Elizabeth chuckled. “I highly doubt that! The fact that you are even worried about being selfish automatically means that you aren’t as selfish as she is.”
“Fair point. All right… well… It’s just that George and I were planning on being married at the end of next month. The banns have long been called, but it would be expensive to live here in Meryton, since he is currently in the barracks. Even with my dowry—which I had no idea was so large—and the money he received from Mr. Darcy, it still made sense to wait.”
“Go on,” Elizabeth urged when Kitty hesitated.
“You see, in May, the militia will be moving on to Brighton for the summer. It will be much more economical to live together there. So we thought to marry at the end of April, then take a short wedding trip, and then we would return in time to go to Brighton. But with Jane so close to… well, you know… we would still be in mourning when it came time for the militia to go to Brighton.”
“So it’s either wait longer to marry, or marry now but spend money on lodging that you’d rather save?”
Kitty bit her lip. “I don’t even feel comfortable marrying now, not with Jane so ill.”
Elizabeth shook her head. “Kitty, please don’t worry about that. Jane would have been the first to tell you that you should marry the man you love. She would be heartbroken to learn that she was keeping you from being with the love of your life.”
“But it would still cost too much. All the less expensive rooms are filled, and anyone who had anything available wouldn’t want to rent to someone for such a short time.
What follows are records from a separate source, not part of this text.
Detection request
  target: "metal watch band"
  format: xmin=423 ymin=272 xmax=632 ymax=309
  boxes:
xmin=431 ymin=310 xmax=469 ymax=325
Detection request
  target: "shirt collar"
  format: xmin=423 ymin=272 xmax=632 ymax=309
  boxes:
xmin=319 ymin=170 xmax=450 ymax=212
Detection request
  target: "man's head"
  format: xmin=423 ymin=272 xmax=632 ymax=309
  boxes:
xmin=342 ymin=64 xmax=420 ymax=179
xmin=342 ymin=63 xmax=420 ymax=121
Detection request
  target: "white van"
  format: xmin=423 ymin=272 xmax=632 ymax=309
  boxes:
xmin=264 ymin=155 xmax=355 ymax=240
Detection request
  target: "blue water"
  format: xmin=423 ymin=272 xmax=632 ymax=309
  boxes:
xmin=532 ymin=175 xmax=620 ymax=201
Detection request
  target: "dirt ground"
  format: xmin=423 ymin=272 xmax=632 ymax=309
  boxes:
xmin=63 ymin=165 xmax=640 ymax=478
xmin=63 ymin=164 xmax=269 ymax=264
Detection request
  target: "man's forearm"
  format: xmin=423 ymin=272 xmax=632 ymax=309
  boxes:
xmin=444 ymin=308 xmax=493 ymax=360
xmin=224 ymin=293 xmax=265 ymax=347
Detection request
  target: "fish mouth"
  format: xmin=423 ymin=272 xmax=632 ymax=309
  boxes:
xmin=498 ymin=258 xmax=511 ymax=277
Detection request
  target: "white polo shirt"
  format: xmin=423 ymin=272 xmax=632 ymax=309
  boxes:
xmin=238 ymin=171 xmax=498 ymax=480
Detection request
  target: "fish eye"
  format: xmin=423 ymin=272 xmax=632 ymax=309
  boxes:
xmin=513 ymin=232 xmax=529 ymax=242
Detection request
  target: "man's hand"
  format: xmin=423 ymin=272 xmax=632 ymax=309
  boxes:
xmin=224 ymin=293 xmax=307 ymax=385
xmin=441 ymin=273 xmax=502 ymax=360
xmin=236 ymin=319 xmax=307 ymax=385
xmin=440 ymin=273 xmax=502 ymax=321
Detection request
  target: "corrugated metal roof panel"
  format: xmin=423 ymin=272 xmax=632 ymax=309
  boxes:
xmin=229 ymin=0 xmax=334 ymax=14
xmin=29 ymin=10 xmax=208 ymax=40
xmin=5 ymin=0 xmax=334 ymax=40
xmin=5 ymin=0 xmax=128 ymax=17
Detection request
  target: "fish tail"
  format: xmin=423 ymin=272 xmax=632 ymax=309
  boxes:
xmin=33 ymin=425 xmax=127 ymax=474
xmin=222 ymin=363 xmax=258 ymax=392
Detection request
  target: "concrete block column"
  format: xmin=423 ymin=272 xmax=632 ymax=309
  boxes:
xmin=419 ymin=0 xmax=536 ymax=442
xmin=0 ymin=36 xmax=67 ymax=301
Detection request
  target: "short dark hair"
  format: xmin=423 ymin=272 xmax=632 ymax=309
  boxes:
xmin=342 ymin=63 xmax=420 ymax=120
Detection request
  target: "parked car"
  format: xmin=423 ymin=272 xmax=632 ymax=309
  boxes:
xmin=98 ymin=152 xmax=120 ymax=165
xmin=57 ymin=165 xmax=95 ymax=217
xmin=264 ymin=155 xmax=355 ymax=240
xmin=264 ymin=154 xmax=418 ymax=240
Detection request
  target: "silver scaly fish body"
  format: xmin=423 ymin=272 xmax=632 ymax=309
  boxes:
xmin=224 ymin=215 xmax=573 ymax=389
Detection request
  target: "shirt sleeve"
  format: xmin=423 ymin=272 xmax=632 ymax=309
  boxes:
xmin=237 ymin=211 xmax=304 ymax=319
They’re looking for long-time lodgers. The only real option would be the inn, and that would cost a small fortune for such a long period.”
“Then you must stay here.”
The two girls spun around and looked in astonishment at the doorway on the far side of the room, which stood ajar. It was the connection between Jane’s room and the sitting room she shared with her husband, which spanned the master’s and mistress’s chambers.
“I don’t mean to eavesdrop or intrude,” Bingley said, “but I was in the sitting room, and your voices were carrying quite loudly.”
Kitty flushed, and Elizabeth shifted uneasily. “Do I hope for too much that you didn’t hear Lydia earlier as well?”
“I did not, no.” His forced smile, however, told a different story.
Choosing to believe him, Elizabeth said, “That is a very generous offer, Kitty. What say you?”
“I will need to discuss it with George… er, Mr. Wickham. But are you certain? You will be in mourning, after all, and we would not wish to intrude.”
He shook his head. “Jane would be the first to offer you a room, and I would be dishonoring her memory if I did not do likewise. She would have felt wretched to know that it was because of her that you could not be together as you wished. And I… I would much prefer to have as much pleasant company as possible here at Netherfield.”
“Very well, then,” Kitty said with a curtsy. “I will speak with Wickham and inform you.”
“I’ll do better than that; I will have guest quarters prepared for the two of you—far away from any of the rest of us—and you will be at liberty to use them whenever you like.”
After taking a few steps forward, he took Kitty by the hand. “Dear sister, Jane only has a couple of days left to live. After that, we will all go into mourning. Do not hesitate to seize your happiness now, while you can.”